As it currently stands, I am so angry I could spit. A sudden surge of undiluted rage that has, to my knowledge, no known origin has swept over me, so I will apologise in advance for sounding like fucking c*nt during this post. I need to offload. And because screaming out my window at the plague of maggots currently infesting the streets next to my flat – due to this bloody festival – isn’t a sensible option I’ve had to settle for writing. Or a bottle of wine – I’ll see how I feel after this blurb.

It is payday weekend and on paper that means everything in my life should be hunky-dory, yet for some reason I am really pissed off. This feeling has been creeping up on me all week and there doesn’t appear to be catalyst for it. So I’m simply going to rant about everything and everyone that’s currently on my ever-growing hit list.

First up is this farce of a music festival that’s currently plaguing my existence. The Merchant City festival to be precise. I’ve had to endure a litany of off-key covers, weird country singers and what sounded like a flatulent warthog singing Dolly Parton. When I’m hungover, like I was yesterday, I like to rest. Rest requires peace and quiet; silence. Solitude. All of which I was unable to have because of this fucking festival. They even covered Meghan Trainer songs. Her songs are bad enough when she farts them out, let alone a mediocre x-factor wannabe having a bash at them. All I done yesterday was limp around my flat, sulking, trying not to hurl. If I were a Pokemon my name would be “I must not be sick” as that’s all I could say. So not only have I had to nurse a reeking hangover, but I had to endure it whilst accompanied by that ‘music.’
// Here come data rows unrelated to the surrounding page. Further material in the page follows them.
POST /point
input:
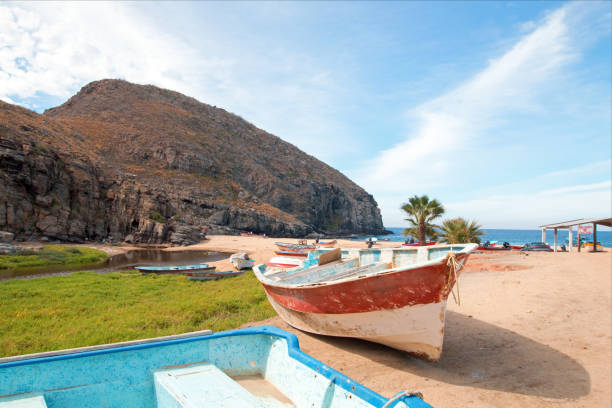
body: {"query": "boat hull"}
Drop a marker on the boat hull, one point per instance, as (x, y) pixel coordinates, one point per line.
(403, 308)
(175, 270)
(190, 370)
(211, 275)
(242, 263)
(421, 331)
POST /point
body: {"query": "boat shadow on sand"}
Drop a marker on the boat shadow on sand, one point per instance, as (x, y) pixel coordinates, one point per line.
(482, 355)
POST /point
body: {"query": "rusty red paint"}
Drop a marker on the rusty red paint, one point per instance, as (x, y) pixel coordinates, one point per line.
(393, 290)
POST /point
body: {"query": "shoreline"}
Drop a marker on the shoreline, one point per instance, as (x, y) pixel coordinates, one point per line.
(534, 329)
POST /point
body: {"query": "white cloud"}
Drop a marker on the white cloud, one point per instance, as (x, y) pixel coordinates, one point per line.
(449, 125)
(530, 210)
(587, 169)
(56, 48)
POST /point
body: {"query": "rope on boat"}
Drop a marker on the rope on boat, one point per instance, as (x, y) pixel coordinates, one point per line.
(400, 395)
(453, 267)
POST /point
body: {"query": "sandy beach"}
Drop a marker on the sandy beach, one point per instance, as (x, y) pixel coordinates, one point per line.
(532, 330)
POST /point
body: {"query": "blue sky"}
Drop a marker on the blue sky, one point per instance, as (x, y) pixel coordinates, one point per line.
(500, 110)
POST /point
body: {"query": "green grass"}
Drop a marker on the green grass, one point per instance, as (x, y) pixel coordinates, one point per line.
(51, 255)
(87, 308)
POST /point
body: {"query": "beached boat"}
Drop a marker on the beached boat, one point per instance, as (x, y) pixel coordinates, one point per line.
(211, 275)
(241, 261)
(291, 254)
(428, 243)
(176, 269)
(284, 262)
(494, 248)
(393, 296)
(254, 367)
(285, 246)
(590, 245)
(326, 244)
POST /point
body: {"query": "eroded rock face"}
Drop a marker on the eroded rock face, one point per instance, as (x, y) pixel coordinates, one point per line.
(123, 161)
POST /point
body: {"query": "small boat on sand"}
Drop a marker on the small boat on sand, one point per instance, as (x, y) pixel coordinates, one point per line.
(285, 246)
(413, 244)
(177, 269)
(291, 254)
(493, 248)
(203, 275)
(284, 262)
(241, 261)
(253, 367)
(392, 296)
(326, 244)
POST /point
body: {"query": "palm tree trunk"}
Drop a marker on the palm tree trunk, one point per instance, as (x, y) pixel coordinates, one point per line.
(422, 232)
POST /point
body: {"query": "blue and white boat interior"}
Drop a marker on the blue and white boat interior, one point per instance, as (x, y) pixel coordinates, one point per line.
(255, 367)
(361, 261)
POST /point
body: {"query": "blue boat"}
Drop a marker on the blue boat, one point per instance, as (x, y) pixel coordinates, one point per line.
(175, 269)
(254, 367)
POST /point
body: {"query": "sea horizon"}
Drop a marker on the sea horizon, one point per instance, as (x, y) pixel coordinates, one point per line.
(514, 236)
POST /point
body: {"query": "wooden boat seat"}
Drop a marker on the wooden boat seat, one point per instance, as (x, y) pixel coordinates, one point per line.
(368, 269)
(199, 386)
(31, 401)
(314, 272)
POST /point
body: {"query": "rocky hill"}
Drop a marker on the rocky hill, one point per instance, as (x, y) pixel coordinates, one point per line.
(120, 160)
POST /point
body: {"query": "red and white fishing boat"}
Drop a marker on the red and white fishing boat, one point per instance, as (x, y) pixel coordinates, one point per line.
(286, 246)
(392, 296)
(291, 254)
(428, 243)
(284, 262)
(326, 244)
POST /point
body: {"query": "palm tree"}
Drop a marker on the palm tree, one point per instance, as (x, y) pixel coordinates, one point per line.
(421, 211)
(459, 230)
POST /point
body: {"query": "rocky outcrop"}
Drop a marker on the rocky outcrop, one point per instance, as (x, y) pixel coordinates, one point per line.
(123, 161)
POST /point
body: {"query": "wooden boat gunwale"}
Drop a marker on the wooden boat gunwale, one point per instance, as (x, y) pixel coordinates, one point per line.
(293, 351)
(398, 269)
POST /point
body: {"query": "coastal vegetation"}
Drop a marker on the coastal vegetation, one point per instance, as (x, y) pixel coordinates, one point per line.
(458, 230)
(87, 308)
(421, 212)
(50, 255)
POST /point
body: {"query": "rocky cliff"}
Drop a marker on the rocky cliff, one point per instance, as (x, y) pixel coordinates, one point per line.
(120, 160)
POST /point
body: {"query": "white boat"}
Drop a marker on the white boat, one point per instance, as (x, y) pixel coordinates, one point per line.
(392, 296)
(241, 261)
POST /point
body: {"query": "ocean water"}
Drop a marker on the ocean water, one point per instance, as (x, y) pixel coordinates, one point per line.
(515, 237)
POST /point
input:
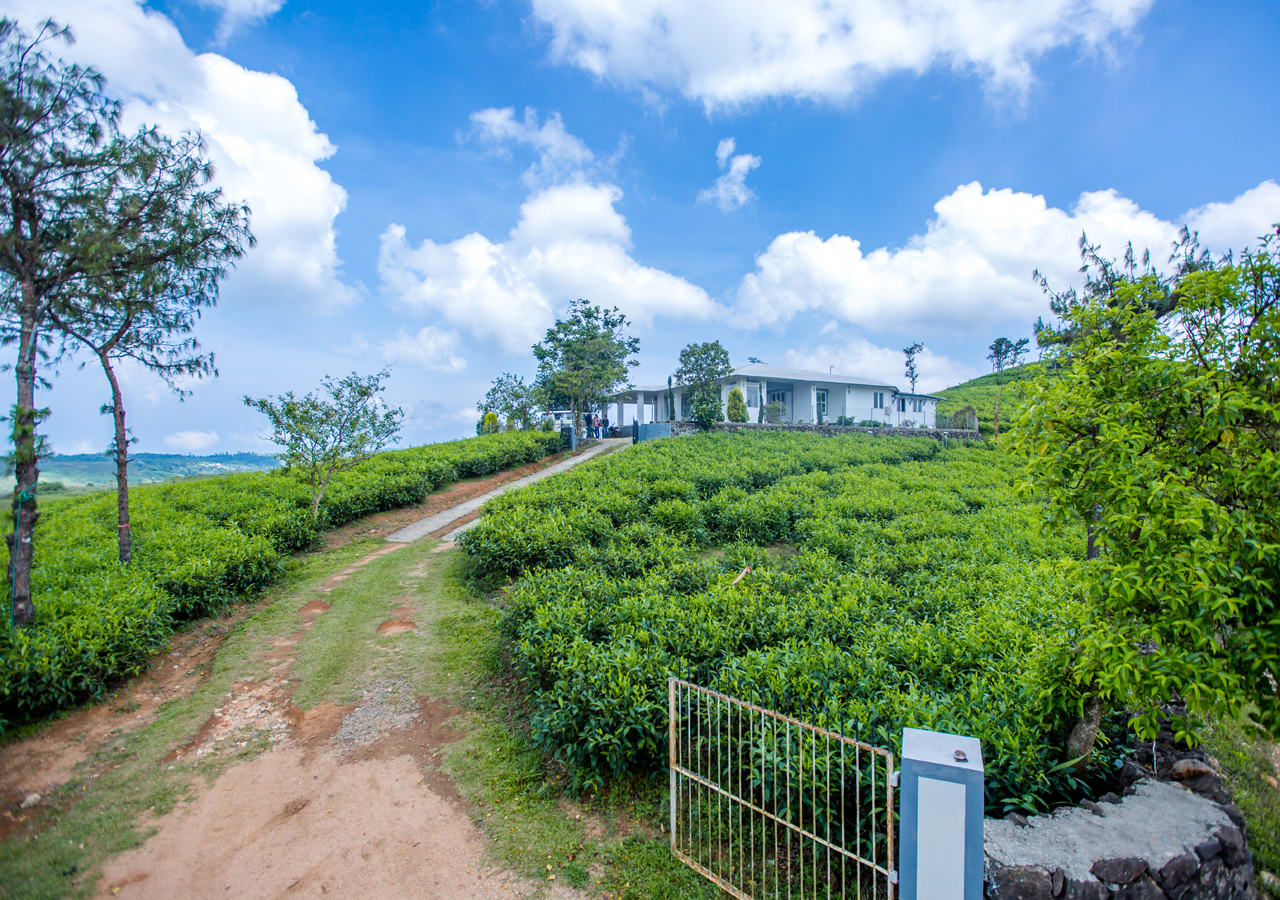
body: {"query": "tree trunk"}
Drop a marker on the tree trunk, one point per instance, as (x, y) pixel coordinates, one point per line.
(122, 462)
(26, 464)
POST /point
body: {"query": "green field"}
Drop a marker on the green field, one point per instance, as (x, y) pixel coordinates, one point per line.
(894, 583)
(197, 546)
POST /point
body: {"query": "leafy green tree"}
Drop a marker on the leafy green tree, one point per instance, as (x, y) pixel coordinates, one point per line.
(330, 430)
(512, 400)
(585, 356)
(700, 369)
(1004, 353)
(736, 406)
(1164, 429)
(910, 352)
(83, 208)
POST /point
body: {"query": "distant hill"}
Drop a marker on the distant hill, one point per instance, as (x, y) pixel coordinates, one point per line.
(80, 470)
(981, 394)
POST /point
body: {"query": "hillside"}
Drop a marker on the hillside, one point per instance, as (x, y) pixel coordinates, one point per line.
(78, 470)
(981, 394)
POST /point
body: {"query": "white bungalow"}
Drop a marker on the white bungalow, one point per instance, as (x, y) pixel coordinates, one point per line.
(803, 397)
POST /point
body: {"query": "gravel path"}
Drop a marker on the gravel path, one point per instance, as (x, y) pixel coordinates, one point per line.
(453, 514)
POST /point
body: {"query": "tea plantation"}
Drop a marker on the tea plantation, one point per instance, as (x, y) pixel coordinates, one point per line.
(197, 546)
(894, 583)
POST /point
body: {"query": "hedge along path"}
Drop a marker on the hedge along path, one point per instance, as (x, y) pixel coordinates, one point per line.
(433, 525)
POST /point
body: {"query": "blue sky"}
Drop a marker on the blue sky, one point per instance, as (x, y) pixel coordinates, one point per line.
(809, 183)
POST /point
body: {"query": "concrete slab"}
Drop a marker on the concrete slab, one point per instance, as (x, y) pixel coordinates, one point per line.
(425, 526)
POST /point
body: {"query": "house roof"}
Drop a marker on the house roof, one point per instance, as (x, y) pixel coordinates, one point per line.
(784, 374)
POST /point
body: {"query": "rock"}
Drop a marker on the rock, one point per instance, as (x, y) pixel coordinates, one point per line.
(1208, 849)
(1233, 845)
(1143, 889)
(1192, 768)
(1119, 871)
(1178, 871)
(1022, 882)
(1086, 890)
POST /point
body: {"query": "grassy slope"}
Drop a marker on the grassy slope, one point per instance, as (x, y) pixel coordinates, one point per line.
(77, 470)
(981, 394)
(457, 654)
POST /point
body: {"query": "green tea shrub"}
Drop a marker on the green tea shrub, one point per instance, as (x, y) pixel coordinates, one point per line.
(922, 592)
(199, 546)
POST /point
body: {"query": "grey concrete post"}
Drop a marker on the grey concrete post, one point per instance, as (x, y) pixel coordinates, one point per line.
(940, 839)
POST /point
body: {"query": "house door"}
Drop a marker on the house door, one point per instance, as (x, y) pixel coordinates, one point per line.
(780, 397)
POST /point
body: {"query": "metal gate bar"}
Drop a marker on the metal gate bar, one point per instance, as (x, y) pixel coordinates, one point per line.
(766, 805)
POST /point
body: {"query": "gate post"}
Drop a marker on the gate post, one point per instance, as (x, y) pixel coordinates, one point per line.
(940, 839)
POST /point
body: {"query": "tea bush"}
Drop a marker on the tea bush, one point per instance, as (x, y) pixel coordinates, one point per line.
(197, 546)
(894, 583)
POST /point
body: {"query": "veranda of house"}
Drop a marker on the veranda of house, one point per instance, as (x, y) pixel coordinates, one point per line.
(801, 397)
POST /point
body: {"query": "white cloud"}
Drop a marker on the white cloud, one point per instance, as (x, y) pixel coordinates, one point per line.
(560, 154)
(237, 13)
(859, 356)
(570, 242)
(973, 264)
(730, 191)
(725, 53)
(266, 151)
(191, 442)
(430, 348)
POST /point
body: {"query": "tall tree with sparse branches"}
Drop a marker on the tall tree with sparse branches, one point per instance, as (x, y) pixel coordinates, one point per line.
(912, 371)
(82, 206)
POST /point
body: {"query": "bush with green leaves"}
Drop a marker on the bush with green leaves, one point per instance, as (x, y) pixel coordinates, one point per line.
(197, 546)
(894, 583)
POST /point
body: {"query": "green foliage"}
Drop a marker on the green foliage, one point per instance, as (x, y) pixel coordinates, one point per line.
(702, 366)
(920, 594)
(981, 394)
(197, 547)
(333, 429)
(1166, 439)
(736, 406)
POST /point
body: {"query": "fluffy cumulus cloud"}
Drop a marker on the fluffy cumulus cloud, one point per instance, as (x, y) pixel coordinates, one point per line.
(560, 154)
(265, 149)
(430, 348)
(238, 13)
(973, 264)
(725, 53)
(730, 191)
(859, 356)
(191, 442)
(570, 242)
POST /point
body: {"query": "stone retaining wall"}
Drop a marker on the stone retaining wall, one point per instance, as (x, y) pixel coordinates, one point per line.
(937, 434)
(1176, 836)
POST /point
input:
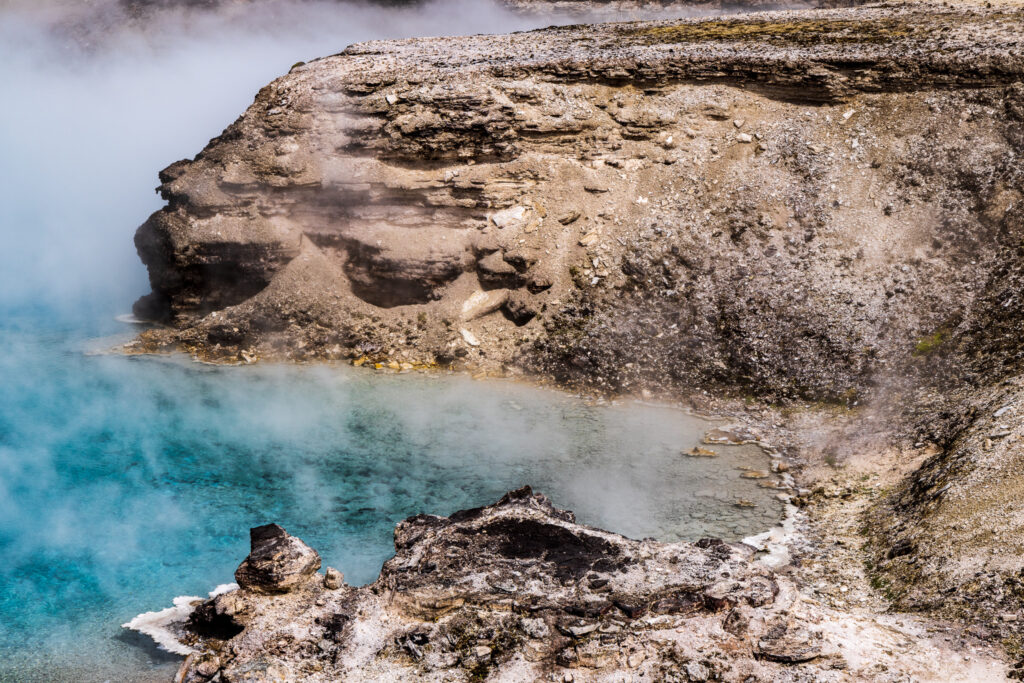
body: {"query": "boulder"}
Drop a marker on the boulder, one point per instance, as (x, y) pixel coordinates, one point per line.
(278, 561)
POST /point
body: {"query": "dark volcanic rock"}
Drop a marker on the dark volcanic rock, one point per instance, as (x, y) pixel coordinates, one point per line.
(519, 591)
(278, 562)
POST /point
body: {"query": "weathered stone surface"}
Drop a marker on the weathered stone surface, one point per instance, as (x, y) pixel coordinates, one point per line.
(861, 250)
(519, 591)
(278, 561)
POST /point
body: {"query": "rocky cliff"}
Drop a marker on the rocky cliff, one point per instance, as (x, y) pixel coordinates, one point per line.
(815, 205)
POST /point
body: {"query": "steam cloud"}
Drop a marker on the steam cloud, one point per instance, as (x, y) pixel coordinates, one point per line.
(97, 99)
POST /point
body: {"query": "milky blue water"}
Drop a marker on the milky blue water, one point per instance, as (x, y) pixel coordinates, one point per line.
(125, 481)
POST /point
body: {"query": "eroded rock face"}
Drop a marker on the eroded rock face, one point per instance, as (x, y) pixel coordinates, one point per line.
(519, 591)
(278, 562)
(818, 205)
(783, 203)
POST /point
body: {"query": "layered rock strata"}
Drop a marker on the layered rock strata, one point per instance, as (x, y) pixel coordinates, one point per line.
(821, 205)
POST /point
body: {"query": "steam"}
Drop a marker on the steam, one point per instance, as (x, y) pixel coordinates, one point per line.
(97, 99)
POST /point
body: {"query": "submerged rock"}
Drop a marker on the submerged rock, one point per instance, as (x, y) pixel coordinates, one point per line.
(278, 561)
(519, 591)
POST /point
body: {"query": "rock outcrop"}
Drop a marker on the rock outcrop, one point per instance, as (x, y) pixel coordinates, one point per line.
(278, 561)
(519, 591)
(783, 203)
(817, 205)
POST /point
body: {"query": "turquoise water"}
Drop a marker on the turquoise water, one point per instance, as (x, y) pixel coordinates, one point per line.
(129, 480)
(125, 481)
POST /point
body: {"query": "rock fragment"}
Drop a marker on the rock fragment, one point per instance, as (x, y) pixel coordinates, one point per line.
(278, 561)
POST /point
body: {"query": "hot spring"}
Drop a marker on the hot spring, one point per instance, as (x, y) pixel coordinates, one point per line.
(125, 481)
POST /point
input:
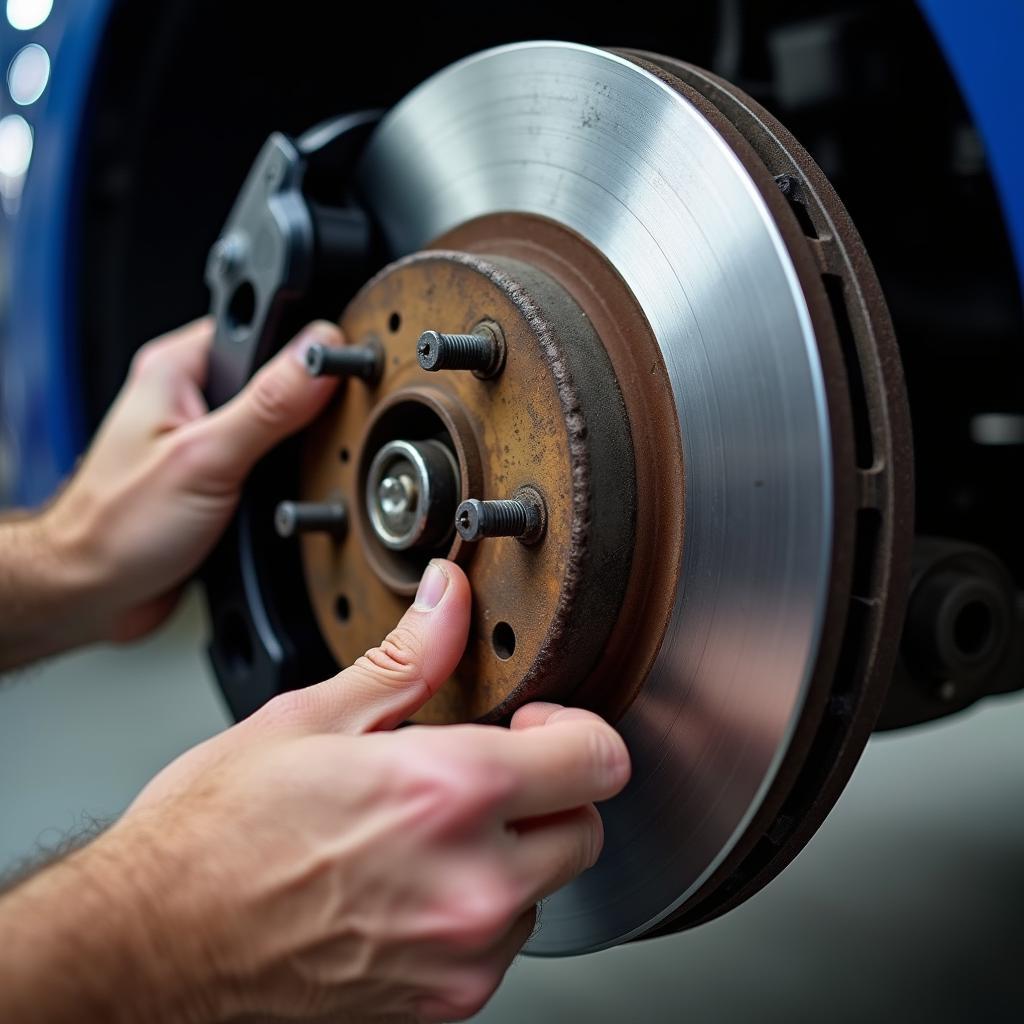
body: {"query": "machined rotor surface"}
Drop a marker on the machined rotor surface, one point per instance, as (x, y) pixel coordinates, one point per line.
(606, 148)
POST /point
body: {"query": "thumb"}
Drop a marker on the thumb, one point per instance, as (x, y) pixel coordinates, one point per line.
(280, 399)
(392, 681)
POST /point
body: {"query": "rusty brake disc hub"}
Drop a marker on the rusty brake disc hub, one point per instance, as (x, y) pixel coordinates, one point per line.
(628, 365)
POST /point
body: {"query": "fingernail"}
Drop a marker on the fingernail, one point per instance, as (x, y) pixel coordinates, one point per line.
(431, 589)
(314, 334)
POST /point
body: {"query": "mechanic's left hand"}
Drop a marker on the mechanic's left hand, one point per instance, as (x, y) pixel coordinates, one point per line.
(163, 476)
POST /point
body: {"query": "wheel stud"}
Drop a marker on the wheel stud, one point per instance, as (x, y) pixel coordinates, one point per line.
(310, 517)
(364, 361)
(482, 351)
(522, 516)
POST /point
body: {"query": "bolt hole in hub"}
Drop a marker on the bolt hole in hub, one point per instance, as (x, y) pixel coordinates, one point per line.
(242, 306)
(503, 640)
(516, 407)
(641, 324)
(973, 629)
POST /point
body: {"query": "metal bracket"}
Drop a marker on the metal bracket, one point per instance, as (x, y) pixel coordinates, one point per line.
(279, 248)
(295, 248)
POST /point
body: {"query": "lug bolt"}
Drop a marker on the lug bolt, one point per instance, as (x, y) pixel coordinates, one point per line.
(482, 351)
(522, 516)
(365, 361)
(310, 517)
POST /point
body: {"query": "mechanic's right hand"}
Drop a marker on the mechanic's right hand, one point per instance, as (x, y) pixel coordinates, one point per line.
(315, 865)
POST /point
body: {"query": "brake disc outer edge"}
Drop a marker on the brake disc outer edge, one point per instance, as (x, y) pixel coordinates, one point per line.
(873, 504)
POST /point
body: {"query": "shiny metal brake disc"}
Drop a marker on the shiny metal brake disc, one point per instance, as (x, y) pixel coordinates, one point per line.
(631, 368)
(622, 152)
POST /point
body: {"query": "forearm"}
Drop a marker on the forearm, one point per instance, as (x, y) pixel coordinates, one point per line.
(46, 596)
(92, 938)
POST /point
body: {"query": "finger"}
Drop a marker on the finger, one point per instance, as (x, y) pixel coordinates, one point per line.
(280, 399)
(550, 852)
(574, 759)
(184, 352)
(469, 991)
(391, 681)
(534, 714)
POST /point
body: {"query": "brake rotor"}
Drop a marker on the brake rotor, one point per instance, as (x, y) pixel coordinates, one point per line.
(700, 384)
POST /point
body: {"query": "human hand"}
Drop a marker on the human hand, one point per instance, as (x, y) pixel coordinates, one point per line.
(163, 476)
(305, 865)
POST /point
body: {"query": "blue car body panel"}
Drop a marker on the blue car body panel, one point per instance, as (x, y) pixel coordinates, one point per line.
(39, 372)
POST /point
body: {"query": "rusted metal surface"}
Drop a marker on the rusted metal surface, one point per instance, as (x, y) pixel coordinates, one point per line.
(639, 367)
(553, 419)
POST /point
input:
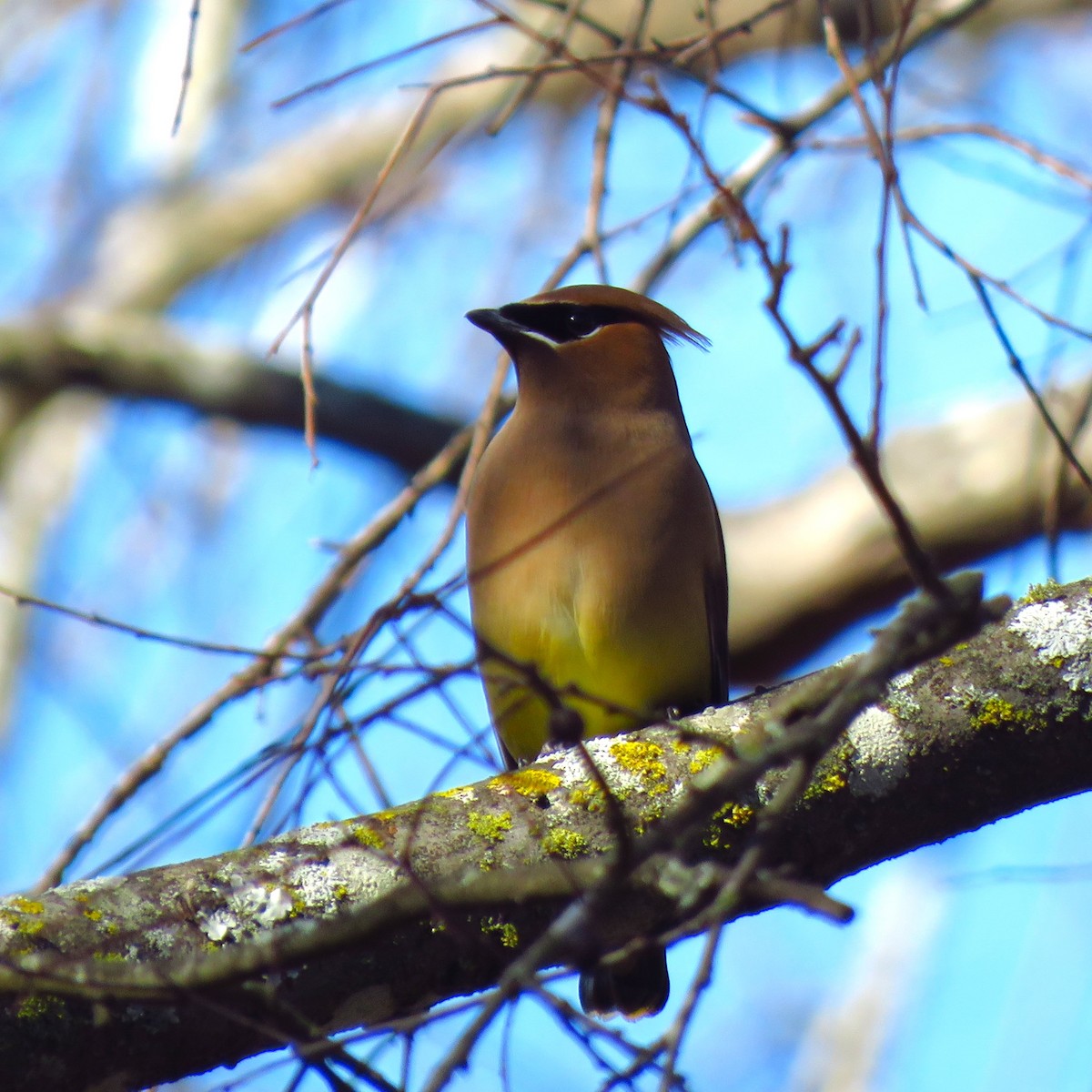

Eyes sunken, hair askew, feet aching…That has been my general appearance yesterday and today. Which has in turn made me annoyed at myself. After being papped by a club photography on Friday, I nervously stalked the club’s Facebook page hoping to find said photo and erase it from existence. Eventually I tracked it down and what I was confronted by was too hideous to comprehend. Luckily cropping and a filter alleviated some of the perpetual ugliness that haunts my daily existence, but the worst part of this photo was the way my t-shirt hung over me, making it seem that I have a beer belly – which I fucking don’t. So now I’m battling my weight issues and that wee voice in my head that’s screaming ‘lardy’ at me every time I stomp by a mirror.

I don’t even recall Friday night, that’s the alarming thing. How do I manage to get myself into these states in my twenties? For fuck sake I lost one shoe. Just one. I literally limped into my flat with one shoe; where did it go? Fuck knows. It went MIA somewhere on the barren streets of 3am Glasgow. Who loses a fucking shoe? Like, actually. What a pitiful lump of a human I regress into when I’m overly drunk. I keep being bombarded with flash backs of Friday; wee snippets of people I met or images of me preening and jigging around the dance floor like some sort of desperate animal. I can’t quite shake the feeling that someone has perhaps has made off with my shoe. Some sleekit rouge prowling the streets but only managed to wrestle one shoe off me before he slid away into the night #awfysleekit.

Last night I ventured out to see Latrice “muthafuckin” Royal. I would have enjoyed the show if not for the hordes of people crammed into the bar. It  was like someone hurriedly rammed an entire Pride festival back into the world’s tiniest closet.The sights, the sounds, the terrible fashion choices and collective odour from a room full of gays was just too much.  It was a concoction of stale aftershave and dry semen. There was one point where I couldn’t actually move; I was stuck in the same position, barely able to flex a muscle or get to the bathroom too pee. There were definitely some fire safety regulations being broken, that’s all I’m saying.

It’s just been one fucking thing after another. A lesbian told me I was handsome, bit of  backhanded compliment. All the music I’ve been forced to listen to has been terrible. I’m paranoid I look pregnant and someone on Grindr sent me a picture of him jerking someone off whilst simultaneously smelling his foot. These are the sort of offbeat events that occur in my daily life.  So all and all I was buzzing for this weekend, but when it actually touched down it was a bit of a let-down. The company was fine; it was just my mind-set and attitude that soured it I suspect. Anyway. Later.